At issue is a piece of that 2021 law that makes it a felony crime to give the appearance of impersonating an election official, which the League of Women Voters, Loud Light and other plaintiffs say effectively criminalizes voter registration drives.
At issue is last week’s oral arguments before the Supreme Court was the denial of a temporary injunction. Elisabeth
Frost, an attorney representing the voter advocacy groups, said that since the law passed, seven elections have passed where the plaintiffs have not held voter registration drives out of fear of arrest and prosecution.
Bradley Schlozman, an attorney representing the defendants, including Secretary of State Scott Schwab and Attorney General Kris Kobach, argued that wasn’t the intent.
Schlozman said the Legislature was trying to address voter confusion during the 2020 election, but legislators “may not have drafted it in the best possible manner.”
Justice Dan Biles likened that to: “You can kill an ant with an atom bomb, and that’s pretty effective, but it does a lot more.”
Lawmakers never held public committee hearings on the impersonation piece of the legislation.
“The speculation about what the Legislature was trying to get to with these laws is completely spun from whole cloth,” Frost said. “These laws were barely discussed. It was a gutand-go.
The language was put into the bill in the Senate, and the only discussion was in the conference committee.
“In that discussion, legislators identified some of these problems saying, ‘Oh, no, this looks like language that could catch up activities by the League of Women Voters, we really should do something to change this language.’ And the conference committee refused to do it. So the idea that this court can now rewrite this legislation to do with the conference committee refused to do is obviously beyond what courts usually do.”
Schlozman didn’t defend the legislative process. He urged the Supreme Court to read into the law.
“I will acknowledge that this legislation did not represent the high watermark of legislative draftsmanship,” Schlozman said. “But I think that when you apply the statute in a manner that is designed to allow it to pass constitutional muster — which under the case law, I believe that’s what the court must do — I think that it can be read in a way that would then ensure that the individual has that sufficient criminal culpability in every aspect of its conduct.”
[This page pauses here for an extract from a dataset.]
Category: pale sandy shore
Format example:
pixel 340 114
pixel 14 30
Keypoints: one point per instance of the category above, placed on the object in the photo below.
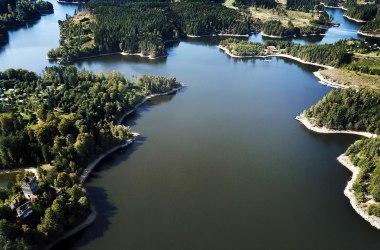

“We need to read in to the statute to make it constitutional, in your view,” replied Chief Justice Marla Luckert.
Schlozman said the court can call it “reasonably reading into it, or simply construing it, in a way.”
Frost said the state “relied on this rewriting of the statute.”
Schlozman said “this statute can be applied in a constitutional manner” if the court uses “traditional rules of statutory construction.” He said that case law on free speech cases tells courts they have “a duty to, if necessary, insert words … to ensure that the only thing prohibited is nonprotected conduct.”